The video was obviously a joke and if you just repeat the phrases said on their own without context they don't sound funny. The whole joke is that he is getting his dog which has no idea what those phrases mean to react to them. It is a really old gag that you do something stupid in front of an animal because they are the ultimate dead-pan actor.
As to why his girlfriend didn't see it, it went viral (via reddit) before he had the chance to show her. The reason why it was on Youtube is because they have a night where they just watch Youtube video together and he wanted it to be like a surprise prank. At the time (I know because I followed the case since he got arrested) he had 8 subscribers on his account. His story has been consistent from day one before he lawyered up.
Again he should have never been arrested over what was clearly intended as a joke.
MPs in the House of Commons admitted that the law should be under review because of his case.
The way you tell the situation doesn't give full picture. Almost every-time someone just cherry picks phrases from the video like you did I know they are being disingenuous.

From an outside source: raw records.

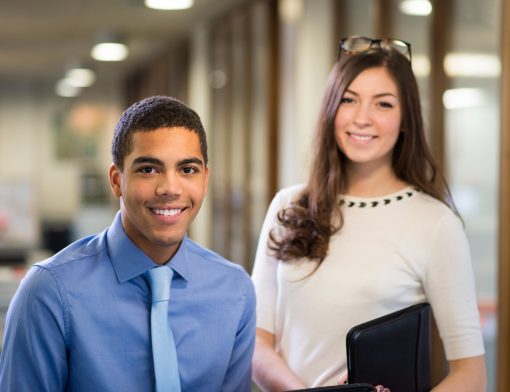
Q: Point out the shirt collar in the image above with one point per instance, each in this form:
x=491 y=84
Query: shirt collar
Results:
x=129 y=261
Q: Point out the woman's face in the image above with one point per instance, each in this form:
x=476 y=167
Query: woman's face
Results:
x=367 y=123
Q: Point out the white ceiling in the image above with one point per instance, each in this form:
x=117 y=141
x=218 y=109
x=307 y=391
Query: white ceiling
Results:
x=39 y=39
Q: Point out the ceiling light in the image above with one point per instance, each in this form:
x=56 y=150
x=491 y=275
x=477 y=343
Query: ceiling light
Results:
x=416 y=7
x=169 y=4
x=80 y=77
x=463 y=98
x=109 y=51
x=472 y=65
x=64 y=89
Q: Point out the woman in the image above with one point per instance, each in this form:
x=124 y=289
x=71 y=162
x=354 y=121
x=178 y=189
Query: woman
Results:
x=372 y=231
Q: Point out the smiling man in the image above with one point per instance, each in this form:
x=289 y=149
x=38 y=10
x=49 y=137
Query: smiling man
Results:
x=81 y=320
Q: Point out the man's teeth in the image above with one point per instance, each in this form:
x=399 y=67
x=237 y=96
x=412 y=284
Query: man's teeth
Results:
x=362 y=138
x=170 y=212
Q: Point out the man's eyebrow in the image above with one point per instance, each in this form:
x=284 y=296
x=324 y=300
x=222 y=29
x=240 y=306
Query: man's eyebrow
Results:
x=155 y=161
x=147 y=159
x=376 y=96
x=189 y=161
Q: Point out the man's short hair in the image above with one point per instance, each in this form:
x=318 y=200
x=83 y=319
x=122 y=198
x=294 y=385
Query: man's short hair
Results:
x=150 y=114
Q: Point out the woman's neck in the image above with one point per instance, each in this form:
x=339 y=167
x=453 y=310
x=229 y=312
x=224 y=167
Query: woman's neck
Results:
x=373 y=182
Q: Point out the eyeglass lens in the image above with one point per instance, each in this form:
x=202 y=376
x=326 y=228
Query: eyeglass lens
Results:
x=359 y=44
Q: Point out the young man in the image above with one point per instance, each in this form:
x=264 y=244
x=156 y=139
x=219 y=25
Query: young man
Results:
x=80 y=321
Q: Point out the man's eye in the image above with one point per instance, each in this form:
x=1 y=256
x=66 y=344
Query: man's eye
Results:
x=148 y=170
x=189 y=170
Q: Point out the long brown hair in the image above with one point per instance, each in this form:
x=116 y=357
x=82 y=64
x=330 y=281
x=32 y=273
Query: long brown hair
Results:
x=309 y=222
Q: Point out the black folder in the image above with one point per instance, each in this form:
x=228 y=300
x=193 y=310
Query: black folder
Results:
x=393 y=350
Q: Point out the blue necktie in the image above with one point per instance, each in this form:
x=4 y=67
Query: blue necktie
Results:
x=163 y=344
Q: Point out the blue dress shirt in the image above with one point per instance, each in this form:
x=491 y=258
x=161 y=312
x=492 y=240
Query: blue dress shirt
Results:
x=80 y=321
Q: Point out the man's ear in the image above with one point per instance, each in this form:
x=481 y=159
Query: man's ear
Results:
x=114 y=174
x=206 y=179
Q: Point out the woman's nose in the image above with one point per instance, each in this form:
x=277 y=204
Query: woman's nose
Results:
x=362 y=116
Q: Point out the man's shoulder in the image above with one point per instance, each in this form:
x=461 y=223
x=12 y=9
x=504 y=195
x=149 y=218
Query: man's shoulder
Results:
x=214 y=259
x=82 y=249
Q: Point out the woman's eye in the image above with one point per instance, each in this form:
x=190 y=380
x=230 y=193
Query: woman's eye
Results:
x=189 y=170
x=386 y=105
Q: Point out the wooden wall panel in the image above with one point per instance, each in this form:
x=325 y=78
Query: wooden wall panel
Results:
x=503 y=357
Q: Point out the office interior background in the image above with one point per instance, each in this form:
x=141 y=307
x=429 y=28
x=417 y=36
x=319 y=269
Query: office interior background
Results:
x=255 y=71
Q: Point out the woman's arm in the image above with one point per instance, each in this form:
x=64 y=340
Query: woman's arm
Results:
x=467 y=375
x=270 y=372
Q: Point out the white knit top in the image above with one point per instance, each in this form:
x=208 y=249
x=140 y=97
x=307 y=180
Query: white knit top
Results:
x=392 y=252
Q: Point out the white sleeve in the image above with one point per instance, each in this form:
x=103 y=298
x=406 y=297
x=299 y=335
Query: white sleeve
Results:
x=450 y=287
x=264 y=274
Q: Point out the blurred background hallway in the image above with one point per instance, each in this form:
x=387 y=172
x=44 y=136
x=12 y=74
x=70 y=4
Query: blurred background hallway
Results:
x=255 y=71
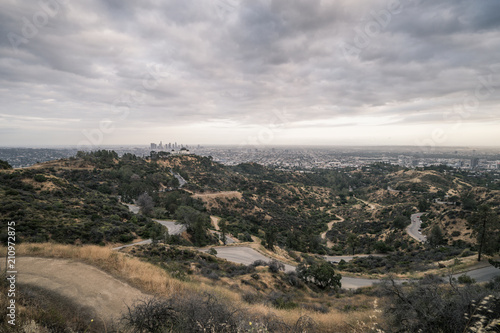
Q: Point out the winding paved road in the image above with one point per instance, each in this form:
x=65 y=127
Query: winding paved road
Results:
x=245 y=255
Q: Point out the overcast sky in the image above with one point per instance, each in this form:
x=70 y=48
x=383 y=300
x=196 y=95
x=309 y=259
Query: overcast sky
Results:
x=271 y=72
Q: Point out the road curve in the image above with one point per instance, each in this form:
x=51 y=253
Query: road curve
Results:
x=245 y=255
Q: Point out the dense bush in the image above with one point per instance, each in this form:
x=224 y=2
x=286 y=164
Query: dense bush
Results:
x=197 y=312
x=430 y=305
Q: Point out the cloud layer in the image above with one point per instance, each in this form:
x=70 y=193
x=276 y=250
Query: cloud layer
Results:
x=224 y=71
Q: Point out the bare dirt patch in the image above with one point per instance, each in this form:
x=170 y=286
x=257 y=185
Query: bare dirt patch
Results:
x=82 y=283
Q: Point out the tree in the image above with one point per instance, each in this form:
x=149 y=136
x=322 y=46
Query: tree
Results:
x=271 y=238
x=400 y=222
x=468 y=201
x=146 y=203
x=436 y=237
x=320 y=273
x=423 y=205
x=486 y=228
x=196 y=222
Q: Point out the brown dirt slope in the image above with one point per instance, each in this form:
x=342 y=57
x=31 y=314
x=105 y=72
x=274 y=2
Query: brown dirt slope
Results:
x=85 y=284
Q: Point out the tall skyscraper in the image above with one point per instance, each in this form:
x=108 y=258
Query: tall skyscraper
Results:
x=474 y=162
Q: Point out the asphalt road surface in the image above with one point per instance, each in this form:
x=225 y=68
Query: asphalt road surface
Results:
x=482 y=274
x=172 y=226
x=337 y=259
x=245 y=255
x=412 y=229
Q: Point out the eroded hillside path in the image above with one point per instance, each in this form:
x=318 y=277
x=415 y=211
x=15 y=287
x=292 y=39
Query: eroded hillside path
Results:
x=330 y=225
x=85 y=284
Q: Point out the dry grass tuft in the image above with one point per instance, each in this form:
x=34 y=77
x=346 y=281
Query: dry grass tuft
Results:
x=154 y=280
x=145 y=276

> It's pretty hard to have this conversation with someone who admits they don't know what they're talking about.
The point is that you shouldn't have any legal proceeding against you because of a song. London Grime much like heavy metal (70s) and gangsta rap (80s and 90s) before them is being demonised by the moral puritans. I suspect they will take another run at violent video games once Doom Eternal comes out or GTA6.
This again is disingenuous of you. This makes it pretty obvious you aren't speaking in good faith. Bye.
You realise that winning on appeal means the original conviction didn't happen right?
> The video was obviously a joke
First of all you claimed he was imprisoned for this, and he wasn't. This is yet another case that you don't understand that you think supports your point when it really doesn't.
He had a trial. He could have used a free speech defence. He chose not to. Importantly he was invited by the judge to make a freedom of speech (article 10) defence, and he chose not to.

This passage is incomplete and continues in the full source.